I am a Professor of Geography at San Diego State University (i.e., California State University at San Diego). My research focuses on better envisioning, understanding, and planning of complex human-environment systems (CHES). Complexity theory, landscape ecology, geographic information science, and related domain knowledge (e.g., sociology, demography, and economics) leverage theoretical support toward my research and empirical problem-solving projects in CHES. My approach features a digital, computerized methodology, including geo-visualization and representation, space-time analysis, and micro-level modeling and simulation.

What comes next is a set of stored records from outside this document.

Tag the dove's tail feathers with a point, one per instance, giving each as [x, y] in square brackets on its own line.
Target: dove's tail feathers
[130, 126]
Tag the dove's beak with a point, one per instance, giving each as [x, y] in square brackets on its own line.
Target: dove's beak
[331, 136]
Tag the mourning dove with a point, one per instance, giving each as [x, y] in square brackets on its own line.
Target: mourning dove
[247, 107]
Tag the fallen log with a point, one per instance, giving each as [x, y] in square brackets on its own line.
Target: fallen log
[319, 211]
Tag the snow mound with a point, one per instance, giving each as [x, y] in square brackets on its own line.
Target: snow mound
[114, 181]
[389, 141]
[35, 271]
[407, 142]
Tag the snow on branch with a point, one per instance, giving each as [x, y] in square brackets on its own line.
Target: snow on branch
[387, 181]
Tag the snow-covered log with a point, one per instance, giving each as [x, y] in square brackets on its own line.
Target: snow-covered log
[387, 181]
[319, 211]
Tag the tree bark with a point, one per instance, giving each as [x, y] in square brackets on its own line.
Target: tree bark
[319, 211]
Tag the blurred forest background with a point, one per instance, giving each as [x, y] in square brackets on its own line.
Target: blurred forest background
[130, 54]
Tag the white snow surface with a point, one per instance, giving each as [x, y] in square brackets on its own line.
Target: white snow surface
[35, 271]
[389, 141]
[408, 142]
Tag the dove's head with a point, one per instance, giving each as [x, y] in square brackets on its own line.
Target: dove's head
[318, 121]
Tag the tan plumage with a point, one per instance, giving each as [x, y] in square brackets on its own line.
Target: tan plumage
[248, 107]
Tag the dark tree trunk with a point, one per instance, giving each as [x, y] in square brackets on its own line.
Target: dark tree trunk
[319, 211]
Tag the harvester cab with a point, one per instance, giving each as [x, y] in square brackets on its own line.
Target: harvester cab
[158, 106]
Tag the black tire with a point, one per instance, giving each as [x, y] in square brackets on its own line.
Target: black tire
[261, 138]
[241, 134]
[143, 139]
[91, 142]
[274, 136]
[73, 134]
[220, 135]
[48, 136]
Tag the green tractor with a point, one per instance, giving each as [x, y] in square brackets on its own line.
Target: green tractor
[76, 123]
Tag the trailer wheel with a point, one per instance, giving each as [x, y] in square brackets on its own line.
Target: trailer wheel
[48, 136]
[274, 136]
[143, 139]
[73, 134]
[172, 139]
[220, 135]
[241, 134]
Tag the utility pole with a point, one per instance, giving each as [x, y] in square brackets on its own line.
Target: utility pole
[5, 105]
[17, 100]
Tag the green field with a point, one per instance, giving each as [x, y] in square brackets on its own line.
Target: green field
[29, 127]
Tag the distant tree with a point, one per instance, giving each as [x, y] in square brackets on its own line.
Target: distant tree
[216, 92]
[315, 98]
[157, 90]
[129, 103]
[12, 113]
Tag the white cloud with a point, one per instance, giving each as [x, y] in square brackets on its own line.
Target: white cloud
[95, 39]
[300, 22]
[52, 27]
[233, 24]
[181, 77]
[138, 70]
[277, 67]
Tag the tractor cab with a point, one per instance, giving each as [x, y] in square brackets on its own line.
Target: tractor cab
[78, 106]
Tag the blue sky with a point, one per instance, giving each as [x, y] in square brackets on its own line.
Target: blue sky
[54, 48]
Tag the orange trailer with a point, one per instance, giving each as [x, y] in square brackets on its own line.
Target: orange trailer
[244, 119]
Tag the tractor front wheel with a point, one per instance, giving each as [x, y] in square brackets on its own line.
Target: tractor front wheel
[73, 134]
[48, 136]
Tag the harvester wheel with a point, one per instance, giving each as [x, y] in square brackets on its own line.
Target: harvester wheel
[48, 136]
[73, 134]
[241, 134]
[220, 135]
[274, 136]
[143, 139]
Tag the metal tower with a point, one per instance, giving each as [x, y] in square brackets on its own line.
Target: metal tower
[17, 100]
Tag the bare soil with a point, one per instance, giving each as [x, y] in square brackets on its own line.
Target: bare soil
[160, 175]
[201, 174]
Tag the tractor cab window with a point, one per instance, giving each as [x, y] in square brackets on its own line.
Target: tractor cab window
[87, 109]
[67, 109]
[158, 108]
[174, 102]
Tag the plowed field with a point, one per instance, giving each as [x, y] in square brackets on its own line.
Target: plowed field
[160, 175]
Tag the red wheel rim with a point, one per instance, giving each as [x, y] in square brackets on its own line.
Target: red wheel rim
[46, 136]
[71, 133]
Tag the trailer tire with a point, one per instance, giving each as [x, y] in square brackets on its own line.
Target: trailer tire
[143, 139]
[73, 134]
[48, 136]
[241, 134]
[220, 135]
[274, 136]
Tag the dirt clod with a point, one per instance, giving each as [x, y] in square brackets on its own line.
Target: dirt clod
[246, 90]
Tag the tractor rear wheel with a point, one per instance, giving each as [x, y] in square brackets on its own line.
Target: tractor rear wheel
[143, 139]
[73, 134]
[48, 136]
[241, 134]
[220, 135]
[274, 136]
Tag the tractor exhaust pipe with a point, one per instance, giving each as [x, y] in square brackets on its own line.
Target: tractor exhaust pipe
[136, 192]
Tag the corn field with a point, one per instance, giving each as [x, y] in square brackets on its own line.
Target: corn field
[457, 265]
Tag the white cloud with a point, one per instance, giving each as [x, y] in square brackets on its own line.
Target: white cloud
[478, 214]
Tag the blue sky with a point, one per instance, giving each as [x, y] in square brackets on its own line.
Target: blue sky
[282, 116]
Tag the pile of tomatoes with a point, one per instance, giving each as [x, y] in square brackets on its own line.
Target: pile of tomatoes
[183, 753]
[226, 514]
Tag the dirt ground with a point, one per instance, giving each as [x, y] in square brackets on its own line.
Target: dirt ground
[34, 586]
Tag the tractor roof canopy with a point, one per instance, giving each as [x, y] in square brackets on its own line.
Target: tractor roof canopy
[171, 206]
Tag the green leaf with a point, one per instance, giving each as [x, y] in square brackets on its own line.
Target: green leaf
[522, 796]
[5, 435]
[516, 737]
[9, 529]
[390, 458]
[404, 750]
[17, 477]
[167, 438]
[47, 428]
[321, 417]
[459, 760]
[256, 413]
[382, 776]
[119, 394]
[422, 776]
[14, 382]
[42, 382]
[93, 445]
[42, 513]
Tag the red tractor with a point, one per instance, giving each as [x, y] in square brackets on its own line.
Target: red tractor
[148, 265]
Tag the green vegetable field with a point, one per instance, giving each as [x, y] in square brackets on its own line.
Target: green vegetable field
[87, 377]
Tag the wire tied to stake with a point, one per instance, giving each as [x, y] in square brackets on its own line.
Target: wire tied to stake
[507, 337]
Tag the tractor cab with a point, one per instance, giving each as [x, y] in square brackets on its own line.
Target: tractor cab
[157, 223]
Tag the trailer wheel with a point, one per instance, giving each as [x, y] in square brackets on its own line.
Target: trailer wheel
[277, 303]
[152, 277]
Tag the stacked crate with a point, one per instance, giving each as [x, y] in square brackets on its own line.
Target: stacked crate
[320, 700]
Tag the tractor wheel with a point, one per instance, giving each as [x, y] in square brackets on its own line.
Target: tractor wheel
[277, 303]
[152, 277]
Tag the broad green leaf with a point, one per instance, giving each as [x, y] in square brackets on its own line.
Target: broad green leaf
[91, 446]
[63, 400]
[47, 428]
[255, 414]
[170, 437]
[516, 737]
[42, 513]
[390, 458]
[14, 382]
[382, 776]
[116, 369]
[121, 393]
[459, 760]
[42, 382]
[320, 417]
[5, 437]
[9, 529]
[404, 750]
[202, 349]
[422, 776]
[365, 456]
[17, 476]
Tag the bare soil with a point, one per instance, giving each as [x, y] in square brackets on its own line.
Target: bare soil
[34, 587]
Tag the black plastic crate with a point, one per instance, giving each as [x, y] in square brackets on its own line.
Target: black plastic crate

My work aims to integrate multidisciplinary (e.g., ecological, geomorphological, sociopolitical, demographic, economic), type-varying (e.g., qualitative and quantitative), and multi-scale (time, space, organizational) data and models. Recent projects have focused on 4-D (x, y, z, and time) agent-based models, modeling of human decisions, disaster-hazard (e.g., wildfire, invasive species) analysis, urban land change processes and mechanisms, reciprocal human-environment relationships under the coupled human and natural systems (CHANS) framework, environmental impact of human socioeconomics and behaviors under the telecoupling framework, and quantitative methods/metrics for landscape analysis and modeling.
June 2016: Awardee of an NSF Grant titled "ABM’17: The usefulness, uselessness, and impending tasks of agent-based models in social, human-environment, and life sciences" (as lead-PI).
May 2014: Awardee of the SDSU President's Leadership Fund in 2014, which is aimed at "building on excellence" in support of student success, research and creative endeavors, and community and communication.
January 2014: The 2013-14 Outstanding International Scholar Award at San Diego State University, which annually recognizes a distinguished faculty member who has demonstrated outstanding contributions to the international arena.